How, I had wondered—an undergraduate led to W. S. Merwin’s The Lice by my teachers Marcia Southwick and Larry Levis at the University of Missouri (it must have been 1979)—does one redeem a tired, conventional lyric subject like longing? The premise of “When You Go Away,” is familiar: when the lover is separated from the beloved, the order of the world changes. Given the limits of this conventional subject, how did Merwin make a thing both faithful to its convention and new? I found an answer to my question in the complexity of the poem’s final lines: “my words are the garment of what I shall never be / Like the tucked sleeve of a one-armed boy.”
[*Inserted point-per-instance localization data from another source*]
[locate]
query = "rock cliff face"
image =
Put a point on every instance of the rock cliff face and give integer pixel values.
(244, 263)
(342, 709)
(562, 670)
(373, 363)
In the line preceding those last two, the lover recalls that he is “the reason,” but the reason for what? The beloved’s departure and present absence? The lover addresses the absent beloved, but absent, how can he be heard? His words are a “garment,” but what is their function? Do they shelter the body? Do they ornament the body? Do they cloak and conceal the body? Do they wrap and reveal the body?
Then, in the second half of that penultimate line, the garment metaphor is modified, and while the metaphor becomes more specified by that modification, it becomes more various and tangled as well: “my words are the garment of what I shall never be.” The speaker’s words clothe a future negation, not so much of the beloved’s absence, which thus far has been the subject of the poem, but of what the self—the lover—will not achieve. What is that? I do not know, and when I think the next and final line will answer all the above questions, it instead adds to them. The metaphor of the word-garment is further modified by a simile: “my words are the garment of what I shall never be / Like the tucked sleeve of a one-armed boy.”
In what way are his words, which are garments, like the garment that is “the tucked sleeve of a one-armed boy”? Are his words meant to expose or hide a lack? Is the tucked sleeve an image of what fails to fill it—the boy’s missing arm? Or is the sleeve, tucked, not dangling, an attempt not to call attention to that which is missing—the phantom limb that feels but is not there? These are the sorts of questions I was asking myself when I first came upon the poem and the intricacy of this image. I am still asking them. But I realized then that it is the marriage of convention with the particular and peculiar vision of an individual poet that can redeem the conventional from all its previous iterations, that one must not avoid the conventional, but play one’s individual changes upon it.